So I used to be a martial artist
I started going to the dojo when I was in sixth grade. It was a very masculine environment; there weren’t a lot of other girls there but the male senseis who ran the place were great guys and they genuinely loved having female students because we were such a rarity.
Now back in sixth grade I was tinier even than what I am now, and now I’m only 5’2. Then I was probably even under 5’0. I mean I was a squirt of a kid. But I loved to fight; I loved to be in the ring, I loved the adrenaline rush and I loved having punches hurled at me. It was fun for me. Our dojo did full-contact sparring, which was pretty brutal. These were the only rules:
- you must wear a mouth guard and gloves
- no hits below the belt
Anyway every Thursday was Fight Night, where all we did was spar each other. And on my First Night Sensei Diven—who has since passed, bless his soul—paired me up with this really cocky and assholish brown belt to show me the ropes a little. This brown belt kid was bigger than me by a lot; he must have been at least six feet and twice my weight. But man was I excited to get into the ring! I had a fight boiling in my blood.

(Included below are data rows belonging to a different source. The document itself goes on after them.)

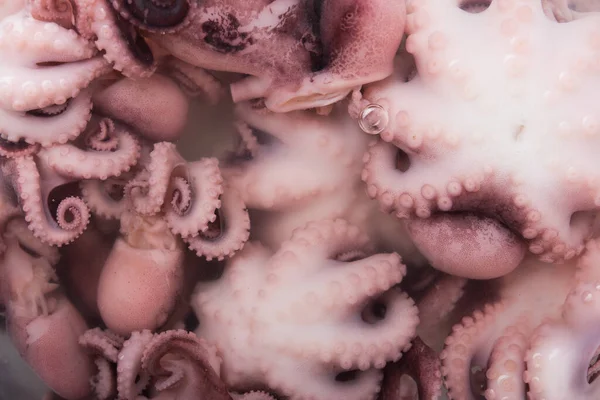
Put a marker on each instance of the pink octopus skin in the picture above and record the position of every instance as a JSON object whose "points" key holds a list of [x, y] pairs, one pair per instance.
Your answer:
{"points": [[41, 102], [321, 281], [155, 106], [323, 154], [39, 176], [422, 364], [141, 277], [275, 43], [43, 325], [455, 156], [104, 348], [497, 350], [80, 269]]}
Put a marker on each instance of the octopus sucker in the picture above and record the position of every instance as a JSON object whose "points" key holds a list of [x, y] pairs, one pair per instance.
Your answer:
{"points": [[145, 271], [227, 233], [104, 346], [410, 203], [311, 249], [190, 214], [195, 81], [72, 214], [120, 43], [42, 323], [45, 129], [105, 198]]}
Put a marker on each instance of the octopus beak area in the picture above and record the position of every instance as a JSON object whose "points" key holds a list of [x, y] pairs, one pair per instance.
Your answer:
{"points": [[136, 43], [468, 245]]}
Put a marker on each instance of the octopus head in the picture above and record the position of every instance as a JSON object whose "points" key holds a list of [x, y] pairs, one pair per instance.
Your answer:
{"points": [[483, 167]]}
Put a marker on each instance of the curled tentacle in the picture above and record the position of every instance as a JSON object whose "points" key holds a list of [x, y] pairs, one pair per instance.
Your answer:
{"points": [[186, 367], [43, 325], [61, 12], [73, 162], [104, 138], [422, 364], [142, 277], [187, 218], [105, 347], [18, 149], [72, 213], [132, 378], [45, 128], [148, 191], [105, 198], [227, 233], [155, 106], [122, 46], [324, 280]]}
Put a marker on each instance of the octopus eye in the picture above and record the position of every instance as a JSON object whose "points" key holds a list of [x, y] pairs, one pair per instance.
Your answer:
{"points": [[264, 138], [374, 312], [475, 6], [159, 13]]}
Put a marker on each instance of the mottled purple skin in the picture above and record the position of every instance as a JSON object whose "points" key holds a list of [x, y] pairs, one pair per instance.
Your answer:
{"points": [[155, 106], [298, 54]]}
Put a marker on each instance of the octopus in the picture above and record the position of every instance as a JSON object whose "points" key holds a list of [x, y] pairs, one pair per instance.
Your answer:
{"points": [[43, 76], [455, 140], [196, 203], [541, 322], [40, 177], [325, 282], [297, 54], [321, 153], [42, 323]]}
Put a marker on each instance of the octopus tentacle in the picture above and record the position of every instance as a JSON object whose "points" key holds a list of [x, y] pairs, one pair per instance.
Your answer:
{"points": [[132, 378], [189, 218], [168, 356], [105, 346], [103, 139], [123, 47], [57, 64], [32, 196], [61, 12], [105, 198], [506, 367], [68, 160], [422, 364], [47, 129], [142, 277], [568, 344], [227, 234], [318, 278], [148, 192], [254, 395]]}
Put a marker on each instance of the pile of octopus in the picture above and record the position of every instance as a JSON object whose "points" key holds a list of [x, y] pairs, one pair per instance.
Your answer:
{"points": [[301, 199]]}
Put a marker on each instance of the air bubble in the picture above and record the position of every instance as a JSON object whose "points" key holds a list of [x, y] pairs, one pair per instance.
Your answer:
{"points": [[373, 119]]}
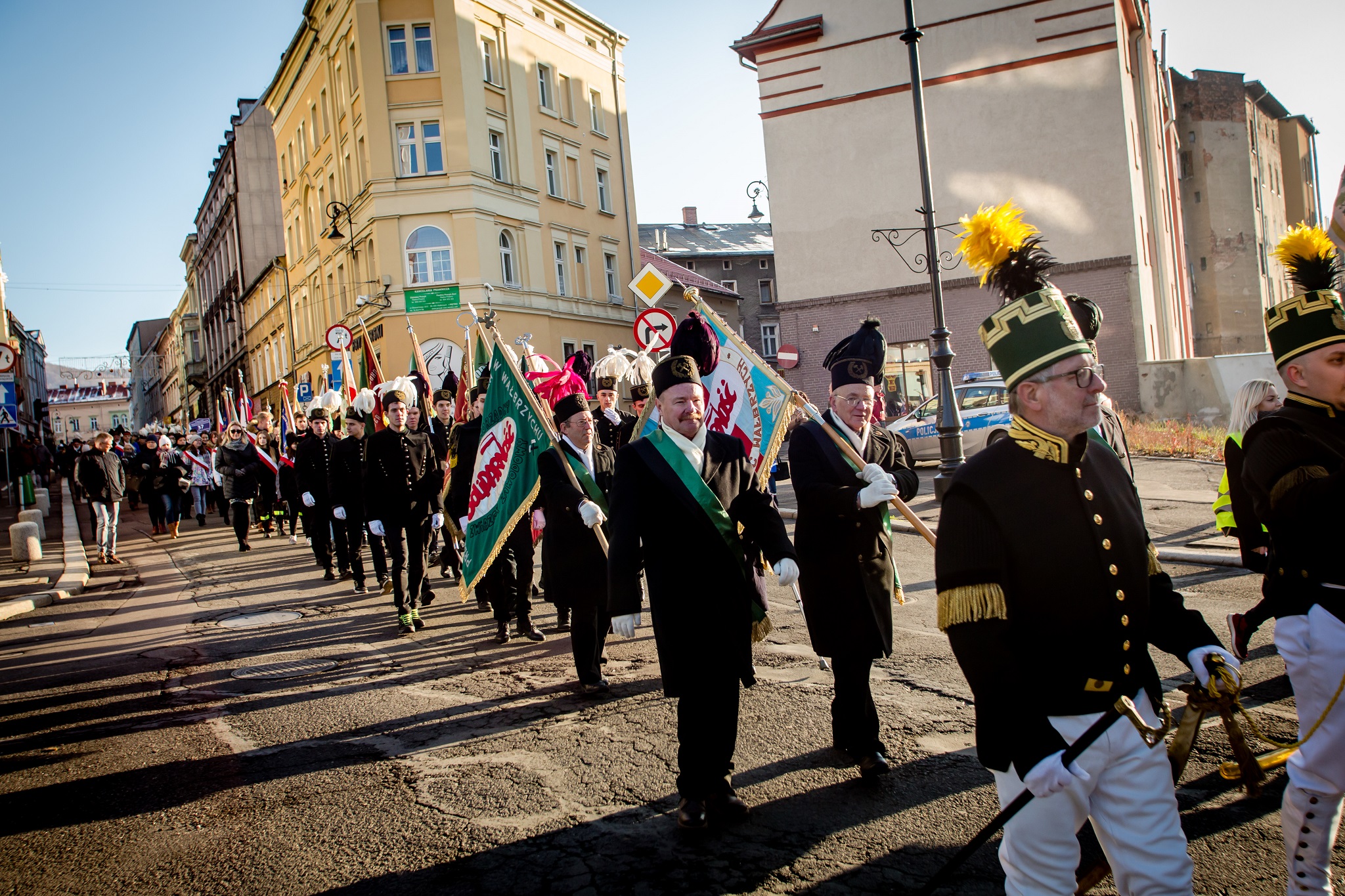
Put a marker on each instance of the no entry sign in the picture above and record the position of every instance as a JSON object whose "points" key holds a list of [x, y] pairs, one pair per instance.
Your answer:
{"points": [[654, 330]]}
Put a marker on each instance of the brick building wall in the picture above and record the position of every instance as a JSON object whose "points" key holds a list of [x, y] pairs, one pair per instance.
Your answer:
{"points": [[907, 316]]}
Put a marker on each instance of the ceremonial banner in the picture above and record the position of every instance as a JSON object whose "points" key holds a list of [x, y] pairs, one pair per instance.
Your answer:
{"points": [[744, 396], [505, 480]]}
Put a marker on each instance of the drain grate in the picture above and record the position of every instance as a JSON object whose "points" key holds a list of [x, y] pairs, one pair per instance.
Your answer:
{"points": [[255, 620], [291, 670]]}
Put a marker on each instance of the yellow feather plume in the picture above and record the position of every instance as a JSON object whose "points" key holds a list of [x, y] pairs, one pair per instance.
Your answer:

Now, Sensei Diven was not a stupid man and he hated high-ranking kids that showed a bad attitude. This kid had a bad attitude. So he must have seen the evil gleam in my eye from a mile away and decided it was time for a little improvisation.
Anyway, Sensei yelled, “Start!” and I leapt into fight stance and the other kid didn’t even put his hands up. He was laughing at me, sneering, the whole nine yards. “I’ll give you a free one.” he joked, and he slapped his side. “You barely weigh 100 pounds and you’re a girl. So go ahead, little girl. Hit me.”
And I hit him. I cocked my leg up as high as it would go and roundhouse kicked him right in the ribs with all of my might and all of the contempt I felt for his stupid cocky face which was covered in ugly-ass freckles and his nasty-ass braces. And I heard a crack. Like a real snap! sound. And the kid has a look of surprise on his face like it was nobody’s business, and then he goes right to the floor like a sack of potatoes.
Now, Sensei Diven leisurely strolls over from the group of black belts who are laughing their asses off at me, the tiny little white belt, sending my Goliath to the floor. I mean they’re laughing so hard they look like they’re about to pee themselves. They think it’s a game. And in his great booming voice he hollers:
“Brown Belt! Why are you on the floor? Do you not see this white belt has been assigned to fight you?”
And meanwhile he is just crying. I broke one of his ribs.
And Sensei Diven just squats down next to this poor kid and whispers, “Don’t you know that women are made of pain?”